Michelle Freemantle
After graduating from Derby University with a BA in Applied Arts, Michelle Freemantle was selected to take part in IWCAT 2000, an international workshop in Tokoname, Japan and she was subsequently invited back two years later, to make work for an international group exhibition. Japan had a huge effect on her and her approach to ceramics. Through staying with a host family she saw at mealtimes each dish complimenting the food it contained. Conscious thought had gone into the placing of foods and the choice of ceramics used. She liked the idea that she wasn’t simply eating to sustain her body, she was feeding her eyes and her mind at the same time. She returned to make a body of work in a studio in Hameenlinna after spending time studying in Finland.
Before setting up her own studio in Wetwang, East Yorkshire, she worked as an assistant to Rob Bibby at Woodnewton Pottery as well as with salt glazer Christine Pedley in La Borne, France.
Michelle creates functional ceramics that are tactile and visually pleasing, using a mix of hand built, press mould and thrown techniques. Lines and text, often snippets of thoughts or poetry written during her travels, are inscribed into the surfaces and slips applied.
Each individual, handcrafted piece, strives to embody its own character and she hopes enriches the eating and drinking experience.
The series Grasping the Orient was born from the visual and mental impact Japan had on Michelle.

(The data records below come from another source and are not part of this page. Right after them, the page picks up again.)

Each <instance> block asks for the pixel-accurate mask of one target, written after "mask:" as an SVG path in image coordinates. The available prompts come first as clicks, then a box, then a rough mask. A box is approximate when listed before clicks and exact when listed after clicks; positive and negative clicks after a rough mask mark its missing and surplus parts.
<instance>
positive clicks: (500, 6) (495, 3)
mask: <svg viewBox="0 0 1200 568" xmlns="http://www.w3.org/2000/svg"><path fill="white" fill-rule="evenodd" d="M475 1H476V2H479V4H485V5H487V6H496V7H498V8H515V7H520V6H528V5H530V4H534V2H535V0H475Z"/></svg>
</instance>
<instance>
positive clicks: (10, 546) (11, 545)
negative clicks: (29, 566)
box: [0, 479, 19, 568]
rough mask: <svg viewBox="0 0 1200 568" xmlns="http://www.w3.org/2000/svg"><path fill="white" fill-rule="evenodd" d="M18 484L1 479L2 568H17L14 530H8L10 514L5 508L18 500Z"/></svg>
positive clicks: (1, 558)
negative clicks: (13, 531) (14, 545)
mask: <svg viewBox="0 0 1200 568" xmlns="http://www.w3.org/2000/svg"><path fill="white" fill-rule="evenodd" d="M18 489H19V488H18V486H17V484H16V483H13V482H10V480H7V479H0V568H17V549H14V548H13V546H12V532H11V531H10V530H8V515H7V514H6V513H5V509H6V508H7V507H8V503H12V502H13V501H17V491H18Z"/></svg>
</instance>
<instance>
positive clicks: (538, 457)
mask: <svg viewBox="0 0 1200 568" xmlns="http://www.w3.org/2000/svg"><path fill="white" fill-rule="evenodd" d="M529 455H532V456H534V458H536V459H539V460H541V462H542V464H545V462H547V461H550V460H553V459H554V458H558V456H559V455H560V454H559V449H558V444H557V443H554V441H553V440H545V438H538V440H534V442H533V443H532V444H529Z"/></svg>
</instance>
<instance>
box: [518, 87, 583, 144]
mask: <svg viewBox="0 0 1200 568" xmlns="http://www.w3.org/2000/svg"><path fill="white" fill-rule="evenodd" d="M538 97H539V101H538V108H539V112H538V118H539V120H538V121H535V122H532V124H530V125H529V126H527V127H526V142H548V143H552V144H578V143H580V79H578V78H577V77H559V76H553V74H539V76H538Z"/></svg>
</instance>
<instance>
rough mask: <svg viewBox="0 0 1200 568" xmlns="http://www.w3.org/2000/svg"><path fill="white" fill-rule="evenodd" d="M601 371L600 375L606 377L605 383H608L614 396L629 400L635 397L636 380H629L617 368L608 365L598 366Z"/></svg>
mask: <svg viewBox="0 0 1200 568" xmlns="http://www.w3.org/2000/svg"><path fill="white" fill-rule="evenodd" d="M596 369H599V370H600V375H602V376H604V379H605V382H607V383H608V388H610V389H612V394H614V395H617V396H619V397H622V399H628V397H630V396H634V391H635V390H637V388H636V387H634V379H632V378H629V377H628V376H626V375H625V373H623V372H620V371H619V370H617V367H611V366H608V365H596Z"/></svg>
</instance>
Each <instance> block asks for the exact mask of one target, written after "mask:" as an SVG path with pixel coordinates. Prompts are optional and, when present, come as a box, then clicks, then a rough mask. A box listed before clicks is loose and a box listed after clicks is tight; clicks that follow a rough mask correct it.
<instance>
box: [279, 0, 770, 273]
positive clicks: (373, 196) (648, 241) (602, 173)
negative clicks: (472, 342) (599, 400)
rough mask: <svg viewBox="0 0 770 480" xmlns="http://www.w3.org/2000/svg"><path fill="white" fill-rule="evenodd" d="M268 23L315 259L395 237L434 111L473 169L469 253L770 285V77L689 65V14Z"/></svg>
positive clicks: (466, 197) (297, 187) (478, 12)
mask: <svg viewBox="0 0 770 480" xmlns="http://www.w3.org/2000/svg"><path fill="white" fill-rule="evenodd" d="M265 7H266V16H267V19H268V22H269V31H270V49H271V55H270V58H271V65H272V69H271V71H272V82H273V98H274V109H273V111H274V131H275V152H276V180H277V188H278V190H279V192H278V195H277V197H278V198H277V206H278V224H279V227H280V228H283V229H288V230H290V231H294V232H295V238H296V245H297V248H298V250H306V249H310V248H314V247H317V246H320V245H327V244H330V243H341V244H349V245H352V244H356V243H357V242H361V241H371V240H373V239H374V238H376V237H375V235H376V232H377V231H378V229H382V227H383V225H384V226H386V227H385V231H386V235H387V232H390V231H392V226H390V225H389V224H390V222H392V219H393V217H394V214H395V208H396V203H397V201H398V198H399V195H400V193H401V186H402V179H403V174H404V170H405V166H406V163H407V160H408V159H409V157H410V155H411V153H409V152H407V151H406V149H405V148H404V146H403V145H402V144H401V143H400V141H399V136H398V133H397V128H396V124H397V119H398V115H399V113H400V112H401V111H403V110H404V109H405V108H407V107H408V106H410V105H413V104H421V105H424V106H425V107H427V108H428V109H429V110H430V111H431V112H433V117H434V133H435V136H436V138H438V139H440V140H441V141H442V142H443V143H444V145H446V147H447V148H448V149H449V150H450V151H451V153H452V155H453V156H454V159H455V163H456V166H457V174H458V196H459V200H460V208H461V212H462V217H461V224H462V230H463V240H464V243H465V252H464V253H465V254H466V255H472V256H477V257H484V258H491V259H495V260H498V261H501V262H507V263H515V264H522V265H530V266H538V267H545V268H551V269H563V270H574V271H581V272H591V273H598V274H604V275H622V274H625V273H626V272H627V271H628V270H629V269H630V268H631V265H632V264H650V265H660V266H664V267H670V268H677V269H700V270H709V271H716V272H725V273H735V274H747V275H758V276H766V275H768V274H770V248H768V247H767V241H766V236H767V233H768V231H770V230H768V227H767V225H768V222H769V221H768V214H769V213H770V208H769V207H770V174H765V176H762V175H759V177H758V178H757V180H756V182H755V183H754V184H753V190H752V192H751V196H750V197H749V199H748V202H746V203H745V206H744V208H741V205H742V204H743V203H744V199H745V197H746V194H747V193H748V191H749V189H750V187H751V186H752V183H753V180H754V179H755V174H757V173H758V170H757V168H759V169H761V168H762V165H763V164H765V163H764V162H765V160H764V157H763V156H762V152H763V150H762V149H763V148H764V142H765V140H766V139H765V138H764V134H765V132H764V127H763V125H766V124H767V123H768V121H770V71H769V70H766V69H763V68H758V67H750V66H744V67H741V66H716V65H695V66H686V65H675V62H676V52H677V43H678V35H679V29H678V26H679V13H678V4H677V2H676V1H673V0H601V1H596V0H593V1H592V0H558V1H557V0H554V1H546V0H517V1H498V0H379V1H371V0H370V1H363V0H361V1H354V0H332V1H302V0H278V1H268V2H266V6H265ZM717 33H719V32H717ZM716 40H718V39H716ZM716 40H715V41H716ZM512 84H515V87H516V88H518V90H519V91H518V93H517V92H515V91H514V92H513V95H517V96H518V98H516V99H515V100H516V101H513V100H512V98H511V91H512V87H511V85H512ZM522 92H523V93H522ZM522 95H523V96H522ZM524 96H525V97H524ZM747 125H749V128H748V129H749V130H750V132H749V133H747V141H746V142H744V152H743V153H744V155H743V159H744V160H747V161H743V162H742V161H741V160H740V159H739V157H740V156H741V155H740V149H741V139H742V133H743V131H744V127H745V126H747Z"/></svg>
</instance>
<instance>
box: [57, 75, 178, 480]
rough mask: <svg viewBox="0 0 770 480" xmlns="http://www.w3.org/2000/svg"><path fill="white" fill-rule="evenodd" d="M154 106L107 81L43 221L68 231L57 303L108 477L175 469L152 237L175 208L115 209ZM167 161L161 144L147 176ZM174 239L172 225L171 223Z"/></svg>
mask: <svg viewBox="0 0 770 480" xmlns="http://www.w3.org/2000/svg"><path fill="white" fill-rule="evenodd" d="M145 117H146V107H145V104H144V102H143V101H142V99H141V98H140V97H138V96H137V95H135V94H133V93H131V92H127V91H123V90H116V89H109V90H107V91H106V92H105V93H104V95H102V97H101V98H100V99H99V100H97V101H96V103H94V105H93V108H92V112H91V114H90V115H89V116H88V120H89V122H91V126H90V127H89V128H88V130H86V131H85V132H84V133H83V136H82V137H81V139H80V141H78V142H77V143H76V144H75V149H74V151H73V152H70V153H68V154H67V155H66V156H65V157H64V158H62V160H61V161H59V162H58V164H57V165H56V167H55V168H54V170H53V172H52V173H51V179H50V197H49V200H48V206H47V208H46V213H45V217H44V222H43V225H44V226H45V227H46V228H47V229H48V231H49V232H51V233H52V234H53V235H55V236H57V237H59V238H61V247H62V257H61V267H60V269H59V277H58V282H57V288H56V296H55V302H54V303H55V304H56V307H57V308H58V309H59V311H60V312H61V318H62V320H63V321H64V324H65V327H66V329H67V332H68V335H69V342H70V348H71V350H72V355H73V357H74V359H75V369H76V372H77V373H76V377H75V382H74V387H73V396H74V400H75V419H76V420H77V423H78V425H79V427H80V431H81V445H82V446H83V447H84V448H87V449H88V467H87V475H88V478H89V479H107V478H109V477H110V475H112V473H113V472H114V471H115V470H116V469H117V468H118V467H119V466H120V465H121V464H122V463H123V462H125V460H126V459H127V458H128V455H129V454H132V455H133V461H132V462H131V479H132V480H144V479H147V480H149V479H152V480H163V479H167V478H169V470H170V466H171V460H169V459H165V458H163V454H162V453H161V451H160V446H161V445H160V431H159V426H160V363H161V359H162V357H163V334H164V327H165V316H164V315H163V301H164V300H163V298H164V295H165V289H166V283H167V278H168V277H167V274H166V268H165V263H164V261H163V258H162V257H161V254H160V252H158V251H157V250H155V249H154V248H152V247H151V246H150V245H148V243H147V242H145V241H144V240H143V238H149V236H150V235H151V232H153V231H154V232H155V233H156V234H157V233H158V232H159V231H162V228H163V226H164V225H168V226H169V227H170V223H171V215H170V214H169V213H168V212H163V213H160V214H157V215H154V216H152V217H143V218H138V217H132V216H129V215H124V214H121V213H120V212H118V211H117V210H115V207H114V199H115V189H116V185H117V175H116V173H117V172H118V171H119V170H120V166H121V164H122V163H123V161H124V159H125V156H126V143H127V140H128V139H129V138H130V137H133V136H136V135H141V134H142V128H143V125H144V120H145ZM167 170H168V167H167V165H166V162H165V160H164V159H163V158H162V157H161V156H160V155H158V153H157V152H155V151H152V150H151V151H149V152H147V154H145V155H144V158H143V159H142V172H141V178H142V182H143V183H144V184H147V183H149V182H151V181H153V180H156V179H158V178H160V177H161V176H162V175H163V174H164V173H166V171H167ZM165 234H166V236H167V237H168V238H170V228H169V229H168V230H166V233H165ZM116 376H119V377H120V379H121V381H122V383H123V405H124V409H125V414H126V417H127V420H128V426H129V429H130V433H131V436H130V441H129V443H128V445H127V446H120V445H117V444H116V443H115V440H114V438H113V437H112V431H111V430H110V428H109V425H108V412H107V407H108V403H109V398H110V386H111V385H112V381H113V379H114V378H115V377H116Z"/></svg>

The circle and cross imagery represents how experiences are carried with you throughout your life and never really having a cut-off point, due to them infiltrating the past, present and future. Michelle wrote quite a bit of poetry during her Japanese workshop and its found its way into some of the pieces here.
Talvi is the name she has given to her range inspired by visits to Finland, and in Finnish this translates as winter. Over the past 25 years she has visited Finland on a number of occasions and fell in love with its snowy landscapes. During the winter there are many blue, blue days transforming all the shadows on the snow into different hues of blue. The silver birches, lakes, patination on the land, made from the likes of roads, fence and field boundaries intersecting through blankets of white provided inspiration for this range.
Landlines is her latest range. Living in the East Yorkshire Wolds you are surrounded by agriculture in all directions. Throughout the seasons, it is a constant visual source, of changing field colours and markings; yellow rape seed being predominant in late spring, then there’s potatoes, wheat and barley. Lots of undulation goes on with the valleys and plenty of chalk, forming her palette of yellow, green, white and grey/black. Being elevated, there are some great vistas to be seen when coming off the Wolds: field markings, tractor scarring, fence and hedge boundaries all blend to create her Landlines series.